The department also is encouraging greater communication between security and health staff, including holding daily meetings at each facility to discuss individuals’ cases, he said.
“This process has improved the exchange of information between security and health services staff that results in a more comprehensive and better-informed process to make decisions about safety, security and health care services delivered to inmates,” Touchette said.
Also, the department is in the process of formally removing from policy a disciplinary infraction for malingering, according to Touchette. He said the department has stopped sanctioning prisoners who are believed to be feigning illness. Instead, health services and correctional officers consult to address any care needs or to develop a behavior plan.
However, lawyer A.J. Ruben, of Disability Rights Vermont, said his advocacy group continues to see evidence of maltreatment in prison.
“I have no reason to believe that medical staff or correctional officers are being more attentive and following the rules any better than they did when Ms.

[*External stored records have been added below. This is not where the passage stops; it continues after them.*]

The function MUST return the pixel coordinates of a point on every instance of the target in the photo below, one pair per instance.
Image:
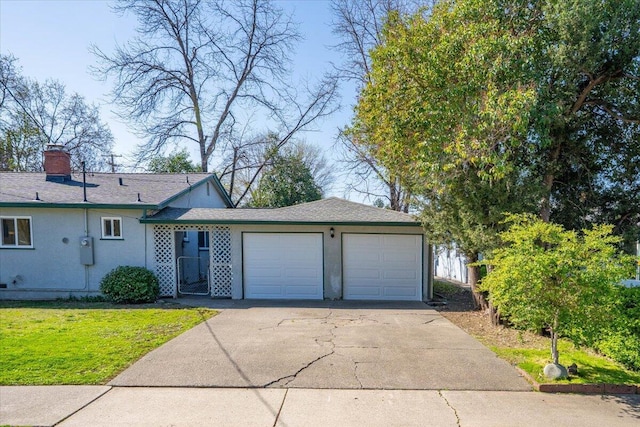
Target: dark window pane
(24, 232)
(8, 231)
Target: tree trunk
(554, 341)
(479, 300)
(549, 178)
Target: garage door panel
(408, 291)
(382, 267)
(283, 266)
(401, 275)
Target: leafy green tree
(178, 162)
(288, 181)
(530, 106)
(550, 278)
(445, 110)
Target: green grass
(446, 289)
(592, 368)
(58, 342)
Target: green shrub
(127, 284)
(621, 340)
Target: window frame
(17, 244)
(203, 237)
(111, 220)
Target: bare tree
(359, 24)
(200, 70)
(35, 114)
(245, 164)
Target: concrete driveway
(337, 345)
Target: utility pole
(112, 163)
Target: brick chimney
(57, 163)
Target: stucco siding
(53, 267)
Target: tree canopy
(549, 278)
(485, 107)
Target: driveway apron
(341, 345)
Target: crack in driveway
(455, 413)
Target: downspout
(144, 216)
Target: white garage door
(382, 267)
(282, 265)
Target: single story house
(62, 232)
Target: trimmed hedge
(130, 285)
(621, 341)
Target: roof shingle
(102, 188)
(326, 211)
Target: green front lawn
(592, 368)
(83, 343)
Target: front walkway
(126, 406)
(324, 345)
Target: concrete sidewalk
(125, 406)
(324, 345)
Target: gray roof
(327, 211)
(155, 190)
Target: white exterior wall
(52, 268)
(332, 252)
(450, 264)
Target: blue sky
(51, 40)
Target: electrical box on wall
(86, 250)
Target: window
(111, 228)
(16, 232)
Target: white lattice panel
(219, 258)
(220, 253)
(164, 253)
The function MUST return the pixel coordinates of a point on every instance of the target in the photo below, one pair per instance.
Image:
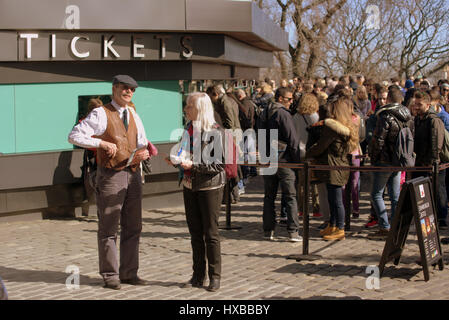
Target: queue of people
(333, 121)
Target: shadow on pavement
(315, 298)
(18, 275)
(335, 270)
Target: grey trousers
(119, 201)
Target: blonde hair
(201, 101)
(361, 93)
(266, 88)
(308, 104)
(341, 110)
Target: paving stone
(35, 256)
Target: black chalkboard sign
(416, 202)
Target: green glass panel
(45, 113)
(7, 122)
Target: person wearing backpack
(429, 139)
(382, 150)
(276, 116)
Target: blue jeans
(337, 209)
(380, 180)
(285, 178)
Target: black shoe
(214, 285)
(135, 282)
(112, 284)
(195, 283)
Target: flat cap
(125, 79)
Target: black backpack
(403, 156)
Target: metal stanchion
(348, 198)
(227, 195)
(305, 225)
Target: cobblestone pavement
(35, 258)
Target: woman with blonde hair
(339, 136)
(266, 96)
(306, 116)
(203, 180)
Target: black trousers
(202, 213)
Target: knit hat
(409, 84)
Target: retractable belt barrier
(308, 168)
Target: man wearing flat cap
(116, 131)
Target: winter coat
(331, 149)
(228, 111)
(264, 100)
(302, 122)
(429, 136)
(204, 175)
(444, 116)
(277, 117)
(382, 145)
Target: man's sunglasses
(126, 87)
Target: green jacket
(331, 149)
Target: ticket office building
(55, 56)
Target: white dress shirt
(95, 124)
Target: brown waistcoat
(126, 141)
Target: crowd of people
(346, 121)
(334, 122)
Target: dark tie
(125, 119)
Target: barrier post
(435, 173)
(305, 217)
(305, 225)
(227, 196)
(348, 206)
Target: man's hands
(110, 148)
(185, 164)
(111, 151)
(140, 155)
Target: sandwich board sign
(416, 204)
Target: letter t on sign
(28, 36)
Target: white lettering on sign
(75, 52)
(73, 19)
(28, 37)
(53, 46)
(136, 47)
(162, 39)
(107, 46)
(421, 191)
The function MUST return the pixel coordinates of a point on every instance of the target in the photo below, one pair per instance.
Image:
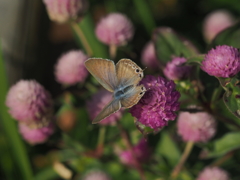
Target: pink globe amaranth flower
(158, 104)
(97, 103)
(114, 29)
(149, 57)
(213, 173)
(215, 22)
(196, 127)
(65, 10)
(70, 68)
(96, 175)
(28, 101)
(142, 153)
(36, 135)
(223, 61)
(175, 70)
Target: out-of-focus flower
(70, 68)
(175, 70)
(213, 173)
(196, 127)
(66, 10)
(28, 101)
(36, 135)
(97, 103)
(215, 22)
(96, 175)
(149, 57)
(141, 152)
(158, 104)
(223, 61)
(115, 29)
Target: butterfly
(121, 79)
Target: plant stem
(82, 38)
(184, 157)
(130, 147)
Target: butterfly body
(121, 79)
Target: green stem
(9, 126)
(184, 157)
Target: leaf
(168, 44)
(168, 149)
(229, 36)
(227, 143)
(231, 97)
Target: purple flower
(96, 175)
(97, 103)
(215, 22)
(28, 101)
(36, 135)
(224, 61)
(158, 104)
(149, 57)
(115, 29)
(65, 10)
(213, 173)
(141, 151)
(196, 127)
(175, 70)
(70, 68)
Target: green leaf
(168, 44)
(229, 36)
(168, 149)
(227, 143)
(231, 97)
(9, 126)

Douglas died,” Ruben said.
Disability Rights Vermont also completed a report on her death, which determined she did not receive sufficient medical treatment.
“It’s pretty clear to me that Ms. Douglas wouldn’t have died nor have been treated the way she was if everyone was doing their job right,” Ruben said.
Ruben called for greater oversight of the independent contractors that provide care in Vermont’s prisons.
“There’s no evidence that anyone is making sure that these mistakes don’t happen,” Ruben said.